My issue is with those consultants who don’t teach their clients to do what the consultant was hired to do, perhaps with the assumption that the client will have no further need for the consultant’s input once the job is done. The fact is, if the client doesn’t renew the contract, it’s because either 1) they don’t care enough to accept the guidance given; 2) the consultant drained their available budget, or; c) the consultant didn’t know what the Hell s/he was doing.

In a previous blog (The 4 Consultant Types: Know Which You Are, Know Which to Ask For) I detailed the 4 consultant types:

  1. The ‘Auditor’: Extremely detail oriented, and can (and do) write massively detailed reports on exactly what you’re doing wrong. And that’s it.
  2. The ‘Assessor: Still very tied to the written instructions, but are better able to read the intent of the situation, and are subsequently better able to tell you why a things is not right. And that’s it.
  3. The ‘Consultant’: I reserve this title for people who are able to not only explain simply what you are doing wrong and why it’s wrong, but what you should be doing AND provide several options on how to fix it. That’s it for them too.
  4. The ‘Teacher’: These rare folks are able to enormously simplify the challenge at hand, and teach the client to fix it themselves. And not just once, whatever the solution was, the Teacher will show the client how to maintain the fix, and how to implement a cycle of continual improvement in line with business goals.
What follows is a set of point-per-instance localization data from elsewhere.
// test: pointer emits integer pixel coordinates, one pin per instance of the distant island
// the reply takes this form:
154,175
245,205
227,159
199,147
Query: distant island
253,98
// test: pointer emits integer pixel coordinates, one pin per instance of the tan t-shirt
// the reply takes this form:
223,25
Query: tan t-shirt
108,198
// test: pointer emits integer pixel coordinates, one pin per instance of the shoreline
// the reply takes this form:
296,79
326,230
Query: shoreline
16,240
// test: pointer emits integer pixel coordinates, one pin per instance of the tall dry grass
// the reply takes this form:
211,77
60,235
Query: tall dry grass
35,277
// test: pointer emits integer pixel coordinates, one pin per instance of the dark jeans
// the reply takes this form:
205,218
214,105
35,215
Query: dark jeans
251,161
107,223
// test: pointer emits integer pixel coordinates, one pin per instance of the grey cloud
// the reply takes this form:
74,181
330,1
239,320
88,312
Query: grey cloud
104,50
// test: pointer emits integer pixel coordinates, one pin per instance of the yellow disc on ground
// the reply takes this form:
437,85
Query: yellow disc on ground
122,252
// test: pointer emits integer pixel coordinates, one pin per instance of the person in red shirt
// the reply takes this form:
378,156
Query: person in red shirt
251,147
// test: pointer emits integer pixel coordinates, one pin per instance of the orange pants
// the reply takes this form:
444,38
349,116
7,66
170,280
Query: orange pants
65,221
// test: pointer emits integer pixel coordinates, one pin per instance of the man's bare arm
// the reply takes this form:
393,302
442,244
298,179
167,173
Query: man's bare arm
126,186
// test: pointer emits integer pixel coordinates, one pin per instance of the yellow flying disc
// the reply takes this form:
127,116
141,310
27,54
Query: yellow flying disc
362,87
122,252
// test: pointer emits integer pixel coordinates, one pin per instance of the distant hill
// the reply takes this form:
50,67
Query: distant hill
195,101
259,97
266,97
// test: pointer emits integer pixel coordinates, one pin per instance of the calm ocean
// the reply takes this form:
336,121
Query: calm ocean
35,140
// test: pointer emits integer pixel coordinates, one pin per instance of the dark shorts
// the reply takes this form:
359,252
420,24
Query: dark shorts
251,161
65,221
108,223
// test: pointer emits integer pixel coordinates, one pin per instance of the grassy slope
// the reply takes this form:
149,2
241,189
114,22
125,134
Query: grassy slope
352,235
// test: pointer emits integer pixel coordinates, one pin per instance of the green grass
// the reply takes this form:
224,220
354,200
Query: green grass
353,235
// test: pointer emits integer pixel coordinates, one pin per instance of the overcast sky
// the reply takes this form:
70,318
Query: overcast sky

The silly thing is that a good security teacher will never be out of work, no matter how hard they try to pass on their skill-set. Whatever s/he was hired to do for the first contract is invariably just scratching the surface of the work that needs to be done. A consultant may be asked to come back to repeat a task, but a teacher will be invited to help the entire business move forward.

Every security teacher aspires to be invited to take part in an organisation’s Governance committee, where the IT side and the business side have real conversations. Some call this a Trusted Advisor, but frankly I’ve never seen one who was not a teacher first.